I waited in anticipation: Did he enjoy our visit? Does he like him? (PLEASE LIKE HIM) Is he in a good mood? Is he worried about me?

He said yes!  And then – I lost my mind. We didn’t go to the concert. I cited our early morning departure and low cash flow as evidence to the idea’s absurdity. Why did he agree with me? Why didn’t we go? What were we thinking?

18 years later he surprised me on my birthday with a ticket to see the same artist. He stayed home with the kids – our son was still an infant. It wasn’t until I got to the concert that I recognized a sneaky fear that I would not assimilate to my younger self. Had motherhood, many years of marriage, and life in the suburbs altered my reality that much? Had the childhood part of me been eradicated? Snuffed out during the process of growing up?

But, at the show, I was 19 again. Safe in the familiar landscape. Anonymous in the dark, smoky venue. The music started. Goosebumps. Joy. Youth. This music gets me. The songs written just for me. He is not here – my partner, sidekick, inspiration. My co-parent, co-pilot, co-conspirator, with whom everything is brighter and more fun. Was he off on an adventure with our daughter? Castaways on a princess pirate ship crashed on a cookie island?
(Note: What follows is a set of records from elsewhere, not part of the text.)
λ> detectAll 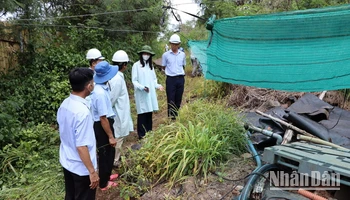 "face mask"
[87,83,94,95]
[142,55,150,61]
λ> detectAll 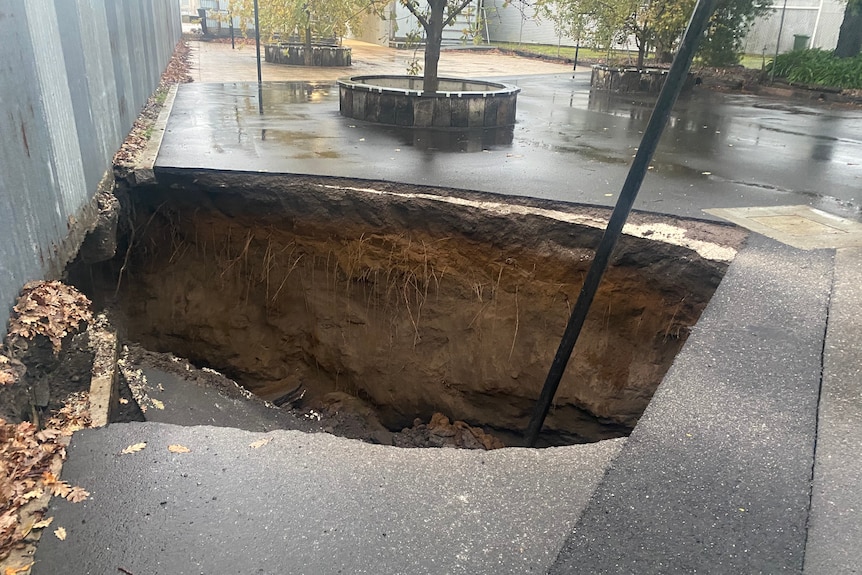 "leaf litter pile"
[0,281,92,575]
[0,394,90,573]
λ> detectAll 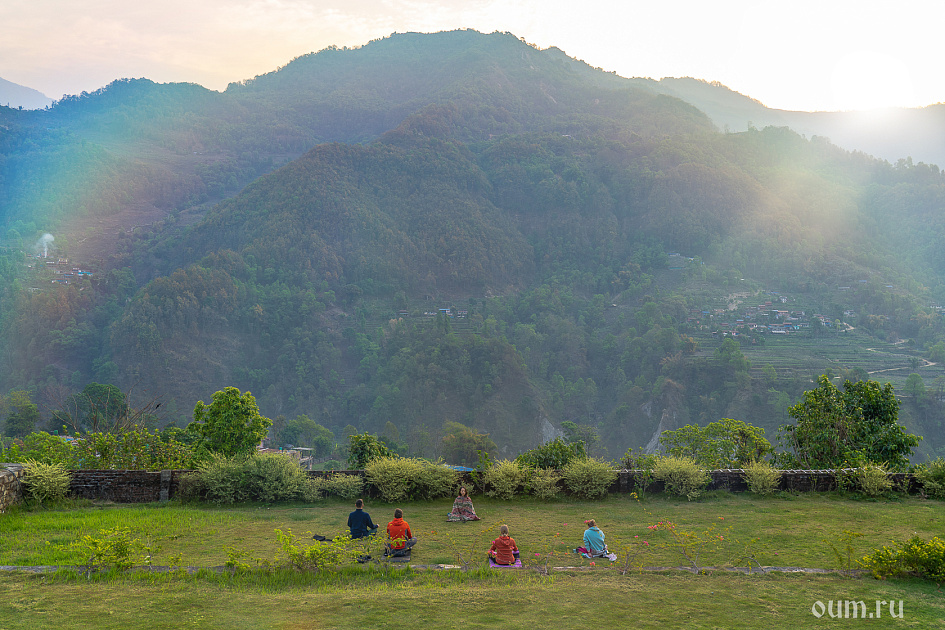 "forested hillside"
[0,31,945,457]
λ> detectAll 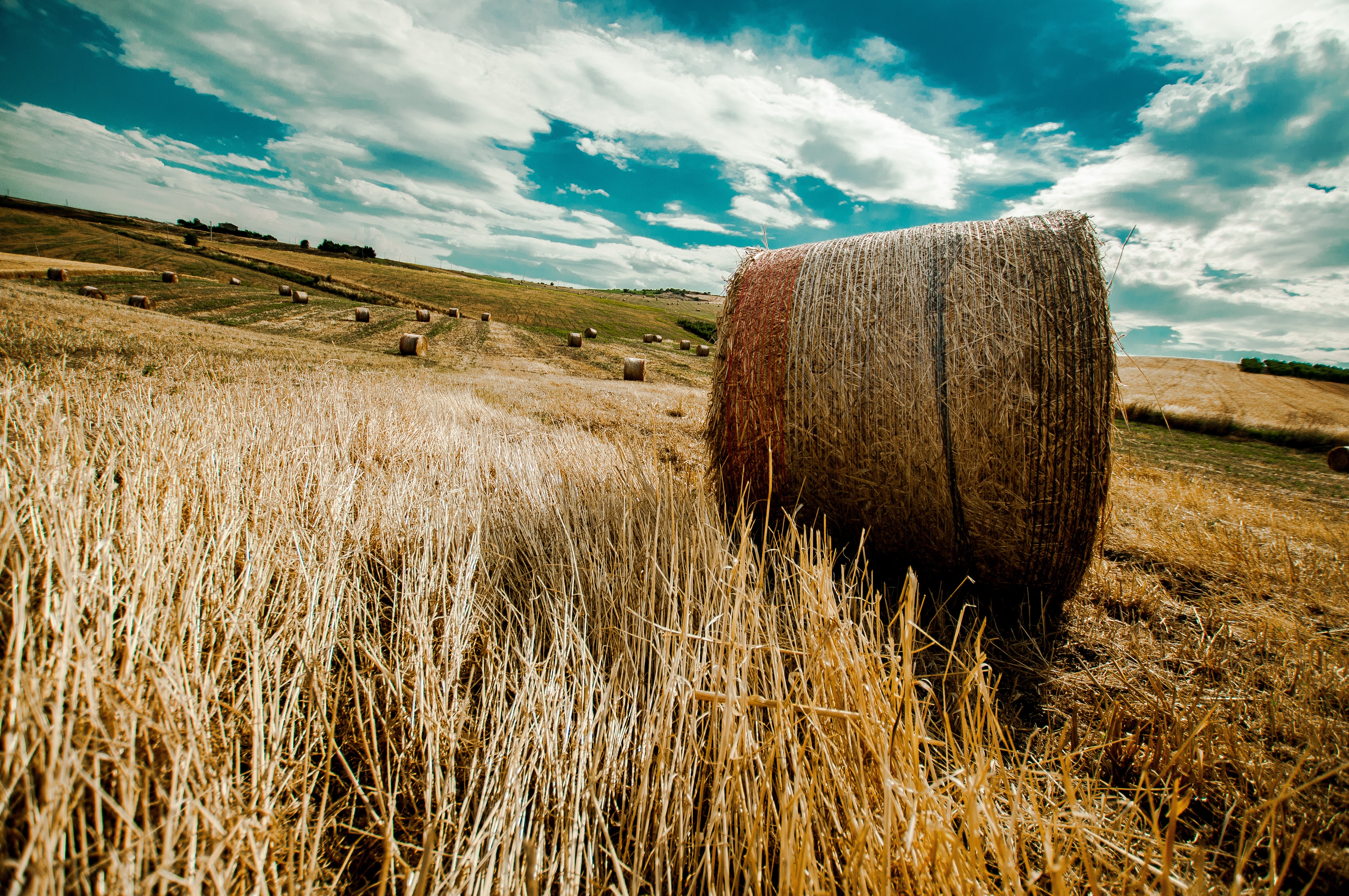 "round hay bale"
[708,212,1114,608]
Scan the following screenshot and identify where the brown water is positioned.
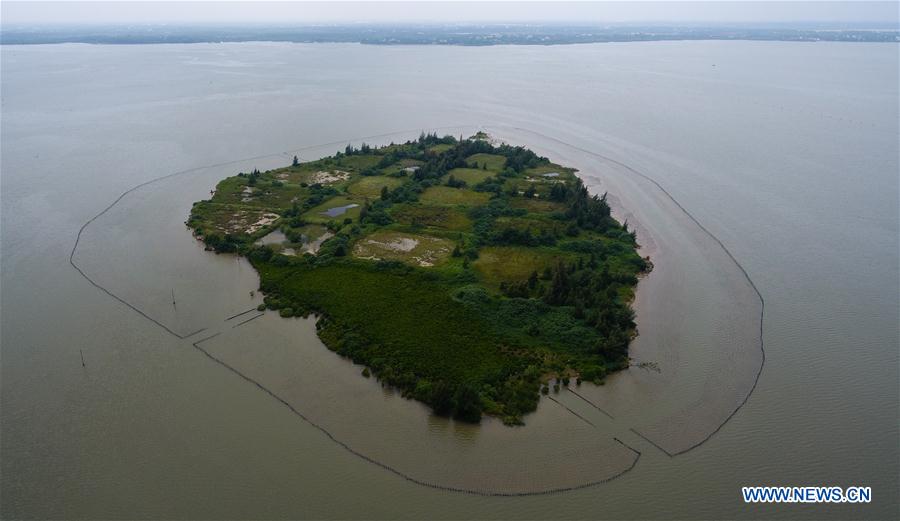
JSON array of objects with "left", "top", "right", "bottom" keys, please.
[{"left": 0, "top": 42, "right": 898, "bottom": 518}]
He easily transitions from work to play. I am almost always thinking about some type of work. But now, our adventures include 2 small people, all of them propelling me to let go. With them, with him, we seesaw between our early days together and the future we’re creating. And despite our differences, we are doing it all together. He and I.


This Morning in the Kitchen


“Look, Mommy! Dust molecules!”


I hadn’t noticed the floating dots.


I hadn’t seen them until you galloped through

You, fresh creature, illuminating the specks

You danced together


I swear I saw a flash of light not originally a part of the sun shaft

as you gamboled, cheerful and delighted


Delightful was your light, dancing in the dust

Let’s Play!

Here are some fun prompts to write about.

Use them to connect to your Inner Child, have fun, lighten up, and create some magic.

Ask: What age would I like to be today?

Write a letter to your grown-up self with love from your 5 year-old self. Laugh at your adult-ness.

Try a rhyming haiku.

Describe cotton candy to a blind person.